東京大学が秋入学を検討するというニュースが話題となっている(2011年7月1日付日本経済新聞)。世界標準の秋入学とすることで、大学は優秀な留学生を獲得する機会が増えるし、東大の学生も海外に留学しやすくなるだろう。
そして、小学校からシームレスにレールの上を歩んできた人生に、半年とはいえ、初めて自分の足で歩く期間を作ることの意義は大きい。ひょっとすると、入口から労働市場を流動化させるきっかけになるかもしれない。
「日本の組織」と心中する必要はない
さて、今回の報道だが、「東大内の一部の動きを日経が大げさにクローズアップしただけ」という声もある。たしかに、東大は決して一枚岩でも縦社会でもないので、これから紆余曲折はあると思う。
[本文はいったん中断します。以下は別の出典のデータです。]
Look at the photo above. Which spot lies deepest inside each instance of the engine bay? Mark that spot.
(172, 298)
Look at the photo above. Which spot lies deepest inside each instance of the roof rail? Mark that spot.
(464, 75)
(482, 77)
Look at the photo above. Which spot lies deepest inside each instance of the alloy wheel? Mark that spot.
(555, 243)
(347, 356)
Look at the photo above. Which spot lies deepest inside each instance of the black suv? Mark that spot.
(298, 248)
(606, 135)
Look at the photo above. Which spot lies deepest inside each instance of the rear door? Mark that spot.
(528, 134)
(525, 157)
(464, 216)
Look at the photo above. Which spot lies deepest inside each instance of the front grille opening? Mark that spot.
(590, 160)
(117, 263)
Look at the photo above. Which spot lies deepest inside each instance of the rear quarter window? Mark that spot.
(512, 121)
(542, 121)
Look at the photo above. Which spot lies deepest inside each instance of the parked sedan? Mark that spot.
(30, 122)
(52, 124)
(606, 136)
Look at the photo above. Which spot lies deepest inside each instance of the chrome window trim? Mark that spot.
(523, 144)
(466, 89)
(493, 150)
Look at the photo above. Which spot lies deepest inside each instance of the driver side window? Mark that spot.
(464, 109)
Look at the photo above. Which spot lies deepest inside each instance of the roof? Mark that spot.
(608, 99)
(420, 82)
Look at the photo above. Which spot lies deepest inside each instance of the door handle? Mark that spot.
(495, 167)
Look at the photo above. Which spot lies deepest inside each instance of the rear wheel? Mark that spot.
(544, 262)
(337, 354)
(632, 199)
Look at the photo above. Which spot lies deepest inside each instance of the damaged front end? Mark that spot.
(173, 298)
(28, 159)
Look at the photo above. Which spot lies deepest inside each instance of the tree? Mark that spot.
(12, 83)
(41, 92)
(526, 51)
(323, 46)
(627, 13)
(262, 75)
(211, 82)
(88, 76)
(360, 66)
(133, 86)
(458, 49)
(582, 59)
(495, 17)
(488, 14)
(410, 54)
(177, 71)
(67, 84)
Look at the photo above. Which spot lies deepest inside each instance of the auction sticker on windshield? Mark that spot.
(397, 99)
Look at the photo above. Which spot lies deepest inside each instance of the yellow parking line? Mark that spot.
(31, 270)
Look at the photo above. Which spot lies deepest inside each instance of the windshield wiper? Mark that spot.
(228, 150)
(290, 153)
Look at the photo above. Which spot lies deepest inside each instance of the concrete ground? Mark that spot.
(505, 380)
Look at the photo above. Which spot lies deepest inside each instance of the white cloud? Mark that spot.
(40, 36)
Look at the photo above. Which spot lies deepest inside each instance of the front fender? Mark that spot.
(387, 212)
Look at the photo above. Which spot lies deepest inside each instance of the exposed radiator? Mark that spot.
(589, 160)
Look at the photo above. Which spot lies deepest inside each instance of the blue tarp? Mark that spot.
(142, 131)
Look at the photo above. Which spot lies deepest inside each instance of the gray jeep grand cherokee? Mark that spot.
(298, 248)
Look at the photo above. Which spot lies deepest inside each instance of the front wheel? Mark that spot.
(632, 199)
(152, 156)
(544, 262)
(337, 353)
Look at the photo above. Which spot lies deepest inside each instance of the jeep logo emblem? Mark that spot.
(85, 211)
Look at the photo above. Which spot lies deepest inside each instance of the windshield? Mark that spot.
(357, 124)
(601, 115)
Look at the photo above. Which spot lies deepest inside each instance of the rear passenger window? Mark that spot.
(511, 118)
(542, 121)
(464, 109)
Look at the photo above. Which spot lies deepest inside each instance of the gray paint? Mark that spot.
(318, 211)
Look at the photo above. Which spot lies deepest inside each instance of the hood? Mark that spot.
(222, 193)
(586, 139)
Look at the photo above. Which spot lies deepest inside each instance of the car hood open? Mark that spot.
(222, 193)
ただ、その“一部の人たち”が目指すものが何なのか、東大じゃない人たちも知っておいて損はない。実は、そこには単に入学時期だけの話ではなく、21世紀を勝ち残れる人と組織のビジョンがはっきりと見て取れるからだ。
一言でいうなら、それはグローバル化、多様化、そして流動化である。濱田純一総長が任期中に達成しようとする中期ビジョン「行動シナリオ FOREST2015」には、こんな項目が掲げられている。
「タフな東大生の育成」
・国際的なコミュニケーション能力の育成、交流機会の充実
・多様で優秀な学生を受け入れ、多元的に評価する教育体制の整備
・将来的な入学時期の検討
「教員の教育力の向上、活力の維持」
・女性教員比率の向上
・人材流動性の向上のため特例教授ポストの設置、若手研究者の年俸制助教採用の促進
「職員制度」
・年功序列の昇進制度を見直し、有能な若手職員の抜擢を目指す
具体的に濱田総長が思い描くキャンパス像は、「初夢」(PDF)というコラムを読むとよく分かる。
恐らく、日本の組織や大学が変わるまでには、まだまだ長い時間がかかると思われる。そして、それまで日本の凋落は止まらないはずだ。
ただ、個人がそれに付き合って心中する必要はないわけで、できる範囲でいいからキャリアデザインと自己投資を進めるべきだ。その際、東大の描く「タフな東大生を育成するためのビジョン」は、個人がタフになる上でも大いに参考になるだろう。